Concepts de base
A novel approach called DIG3D that marries Gaussian splatting with a deformable transformer to efficiently and accurately reconstruct 3D objects from a single RGB image.
Résumé
The paper proposes a novel method called DIG3D for 3D reconstruction and novel view synthesis from a single RGB image. The key highlights are:
-
DIG3D utilizes an encoder-decoder framework that generates 3D Gaussians in the decoder with the guidance of depth-aware image features from the encoder.
-
The method introduces the use of a deformable transformer in the decoder, allowing efficient and effective decoding through 3D reference point and multi-layer refinement adaptations.
-
By harnessing the benefits of 3D Gaussians, DIG3D offers an efficient and accurate solution for 3D reconstruction from single-view images.

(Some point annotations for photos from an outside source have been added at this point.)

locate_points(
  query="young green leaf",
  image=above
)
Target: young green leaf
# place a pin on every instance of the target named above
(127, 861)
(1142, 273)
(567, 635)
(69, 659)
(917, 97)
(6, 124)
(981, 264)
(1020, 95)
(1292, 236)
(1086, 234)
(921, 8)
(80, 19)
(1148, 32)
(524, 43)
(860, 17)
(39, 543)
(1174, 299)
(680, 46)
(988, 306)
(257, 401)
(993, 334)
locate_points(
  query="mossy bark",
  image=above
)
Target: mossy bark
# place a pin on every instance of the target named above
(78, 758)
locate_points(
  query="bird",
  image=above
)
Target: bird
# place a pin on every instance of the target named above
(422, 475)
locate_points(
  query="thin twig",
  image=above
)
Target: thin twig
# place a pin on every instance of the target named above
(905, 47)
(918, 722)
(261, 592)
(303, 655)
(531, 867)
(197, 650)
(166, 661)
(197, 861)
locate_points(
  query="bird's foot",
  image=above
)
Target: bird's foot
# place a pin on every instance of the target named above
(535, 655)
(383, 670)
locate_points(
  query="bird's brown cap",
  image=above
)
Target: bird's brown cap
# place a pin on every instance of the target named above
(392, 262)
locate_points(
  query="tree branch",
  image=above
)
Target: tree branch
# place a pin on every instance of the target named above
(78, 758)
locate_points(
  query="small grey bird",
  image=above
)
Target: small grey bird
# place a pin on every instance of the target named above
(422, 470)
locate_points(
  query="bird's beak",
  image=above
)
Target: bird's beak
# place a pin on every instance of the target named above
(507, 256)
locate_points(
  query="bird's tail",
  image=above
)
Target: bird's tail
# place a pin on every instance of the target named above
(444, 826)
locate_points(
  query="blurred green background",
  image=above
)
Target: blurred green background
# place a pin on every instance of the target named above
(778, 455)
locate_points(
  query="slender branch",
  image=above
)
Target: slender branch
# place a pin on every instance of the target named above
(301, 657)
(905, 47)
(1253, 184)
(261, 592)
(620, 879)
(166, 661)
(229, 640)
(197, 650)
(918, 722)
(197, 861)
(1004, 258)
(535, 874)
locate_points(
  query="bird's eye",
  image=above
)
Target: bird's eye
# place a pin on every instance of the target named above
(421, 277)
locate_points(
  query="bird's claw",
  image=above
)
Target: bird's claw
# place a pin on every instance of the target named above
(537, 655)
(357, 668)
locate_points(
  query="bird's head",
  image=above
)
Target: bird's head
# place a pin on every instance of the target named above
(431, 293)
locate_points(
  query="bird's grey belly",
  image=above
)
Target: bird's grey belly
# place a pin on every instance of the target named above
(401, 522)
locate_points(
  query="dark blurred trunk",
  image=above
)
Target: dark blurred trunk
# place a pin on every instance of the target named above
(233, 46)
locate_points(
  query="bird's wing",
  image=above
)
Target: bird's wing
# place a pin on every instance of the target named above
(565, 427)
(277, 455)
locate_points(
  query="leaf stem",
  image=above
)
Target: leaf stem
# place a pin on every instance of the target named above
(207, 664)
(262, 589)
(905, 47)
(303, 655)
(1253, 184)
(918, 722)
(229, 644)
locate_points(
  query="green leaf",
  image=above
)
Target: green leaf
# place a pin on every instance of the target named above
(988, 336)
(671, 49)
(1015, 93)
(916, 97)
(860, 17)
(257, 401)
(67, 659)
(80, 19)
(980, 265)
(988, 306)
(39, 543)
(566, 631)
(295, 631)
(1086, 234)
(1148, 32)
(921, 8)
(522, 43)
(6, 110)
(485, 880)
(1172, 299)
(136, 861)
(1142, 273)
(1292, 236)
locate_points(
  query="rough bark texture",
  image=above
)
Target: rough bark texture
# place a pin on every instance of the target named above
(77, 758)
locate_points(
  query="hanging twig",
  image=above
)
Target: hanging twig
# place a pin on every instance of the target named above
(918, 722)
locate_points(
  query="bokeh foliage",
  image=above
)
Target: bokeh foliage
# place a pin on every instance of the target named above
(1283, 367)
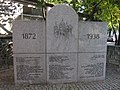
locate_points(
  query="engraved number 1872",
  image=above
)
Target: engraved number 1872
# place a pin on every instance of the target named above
(29, 36)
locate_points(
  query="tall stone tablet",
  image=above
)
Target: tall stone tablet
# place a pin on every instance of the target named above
(92, 51)
(62, 29)
(92, 36)
(62, 44)
(29, 52)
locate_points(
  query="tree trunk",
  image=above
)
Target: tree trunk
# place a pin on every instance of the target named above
(119, 35)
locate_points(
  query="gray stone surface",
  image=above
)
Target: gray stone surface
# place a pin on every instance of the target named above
(62, 29)
(91, 66)
(62, 68)
(29, 36)
(92, 36)
(30, 68)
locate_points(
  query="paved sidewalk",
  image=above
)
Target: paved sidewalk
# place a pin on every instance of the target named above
(112, 82)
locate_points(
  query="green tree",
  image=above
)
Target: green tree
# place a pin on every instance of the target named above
(93, 10)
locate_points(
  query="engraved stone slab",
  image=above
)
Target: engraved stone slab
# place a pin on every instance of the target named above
(62, 29)
(92, 36)
(62, 68)
(30, 68)
(91, 66)
(29, 36)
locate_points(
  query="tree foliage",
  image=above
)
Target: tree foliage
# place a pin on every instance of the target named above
(93, 10)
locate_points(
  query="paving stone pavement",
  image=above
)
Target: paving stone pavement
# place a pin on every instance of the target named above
(112, 82)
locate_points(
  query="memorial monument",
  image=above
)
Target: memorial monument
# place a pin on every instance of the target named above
(62, 51)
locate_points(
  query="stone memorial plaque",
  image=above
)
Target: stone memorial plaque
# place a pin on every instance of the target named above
(91, 66)
(29, 37)
(62, 29)
(92, 36)
(62, 68)
(30, 68)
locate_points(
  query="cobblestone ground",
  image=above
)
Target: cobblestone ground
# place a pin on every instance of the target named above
(112, 82)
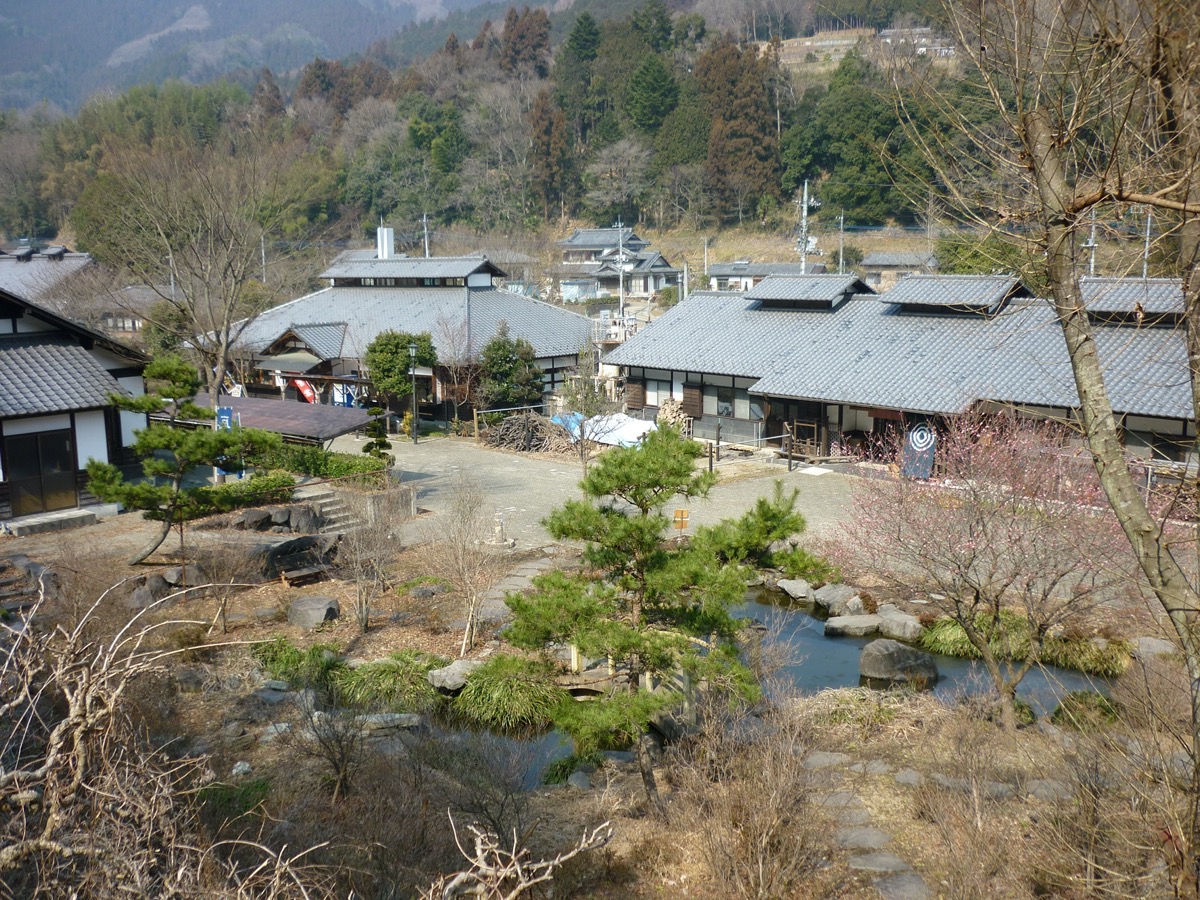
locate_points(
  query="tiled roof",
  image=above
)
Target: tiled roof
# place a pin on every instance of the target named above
(829, 289)
(877, 354)
(755, 270)
(324, 339)
(895, 259)
(364, 264)
(1153, 297)
(552, 330)
(972, 292)
(51, 373)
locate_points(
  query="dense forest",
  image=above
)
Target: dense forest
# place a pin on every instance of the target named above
(652, 118)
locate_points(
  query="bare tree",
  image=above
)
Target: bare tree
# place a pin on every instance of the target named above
(1008, 529)
(90, 808)
(369, 546)
(505, 873)
(587, 395)
(193, 225)
(457, 359)
(1097, 107)
(463, 556)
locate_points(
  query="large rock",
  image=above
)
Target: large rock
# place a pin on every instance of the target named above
(835, 598)
(797, 589)
(852, 625)
(888, 660)
(453, 678)
(298, 552)
(899, 625)
(312, 611)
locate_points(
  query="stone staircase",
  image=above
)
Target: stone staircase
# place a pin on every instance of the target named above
(335, 515)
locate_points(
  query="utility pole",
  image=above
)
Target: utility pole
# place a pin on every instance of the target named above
(621, 271)
(841, 243)
(1091, 247)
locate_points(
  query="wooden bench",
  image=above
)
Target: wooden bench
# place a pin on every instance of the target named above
(292, 577)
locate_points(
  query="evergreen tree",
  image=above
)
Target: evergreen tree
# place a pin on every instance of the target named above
(510, 376)
(653, 22)
(389, 363)
(171, 451)
(652, 95)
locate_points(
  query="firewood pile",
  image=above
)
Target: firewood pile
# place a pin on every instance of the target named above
(529, 432)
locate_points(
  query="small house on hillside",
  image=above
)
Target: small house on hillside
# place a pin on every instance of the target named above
(605, 261)
(315, 348)
(57, 378)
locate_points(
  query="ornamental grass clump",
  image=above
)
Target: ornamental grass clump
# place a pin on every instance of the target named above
(510, 694)
(397, 684)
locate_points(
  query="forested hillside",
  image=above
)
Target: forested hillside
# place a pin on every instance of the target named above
(653, 118)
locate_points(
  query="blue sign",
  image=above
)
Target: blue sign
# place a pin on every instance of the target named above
(919, 448)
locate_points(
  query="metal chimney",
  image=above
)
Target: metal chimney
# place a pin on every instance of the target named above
(385, 243)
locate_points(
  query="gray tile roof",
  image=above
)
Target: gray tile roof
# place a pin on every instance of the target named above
(40, 276)
(755, 270)
(876, 354)
(324, 339)
(889, 259)
(364, 264)
(552, 330)
(1156, 297)
(808, 288)
(973, 292)
(51, 373)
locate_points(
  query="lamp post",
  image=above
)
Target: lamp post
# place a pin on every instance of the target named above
(412, 366)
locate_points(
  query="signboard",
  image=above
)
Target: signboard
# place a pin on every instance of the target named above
(919, 448)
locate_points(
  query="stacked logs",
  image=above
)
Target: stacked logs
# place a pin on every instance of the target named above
(529, 432)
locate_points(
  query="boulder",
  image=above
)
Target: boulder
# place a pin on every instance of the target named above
(309, 550)
(797, 589)
(305, 520)
(899, 625)
(888, 660)
(833, 598)
(255, 520)
(852, 625)
(312, 611)
(453, 678)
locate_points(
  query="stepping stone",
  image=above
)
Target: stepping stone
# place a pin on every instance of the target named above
(881, 862)
(839, 799)
(852, 817)
(862, 838)
(871, 767)
(1049, 790)
(822, 760)
(906, 886)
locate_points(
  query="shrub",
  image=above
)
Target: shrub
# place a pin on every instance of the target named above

It outperforms recent methods like Splatter Image on the ShapeNet SRN dataset.
-
The paper makes two key adaptations to the DETR framework to handle 3D Gaussians effectively: 1) projecting the center of each 3D Gaussian onto the image plane as a reference point, and 2) updating the 3D Gaussian parameters using specific operations in the multi-layer refinement process.
-
Experiments on the ShapeNet SRN dataset demonstrate the superiority of DIG3D in terms of rendering quality, 3D geometry reconstruction, and inference speed compared to state-of-the-art methods.
Stats
"Our method surpasses all the methods shown in the table for both chairs and cars."
"Our approach produces smoother and more meaningful results. For instance, in cases where one chair leg obstructs another, Splatter Image still renders the leg behind, as illustrated in Figure 4. In contrast, our method accurately captures the occlusion and generates a more realistic rendering."
"When we filter out the 50% lowest opacity points, most of the background points in the input view are removed, resulting in a waste of Gaussian points. In contrast, our method ensures that all Gaussians contribute to the 3D object. The geometry of our objects is nearly accurate, and removing low opacity points does not compromise the overall 3D structure."
Citations
"Our method exhibits a substantial improvement in performance compared to Splatter Image .When comparing Table 1 and Table 3, our model shows minimal decrease in metrics when removing the values of the 8 views near the input view. However, the Splatter Image dataset exhibits a notable decrement in performance."
"This comparison provides evidence that our approach performs better, particularly when it comes to generating novel views that far from input views."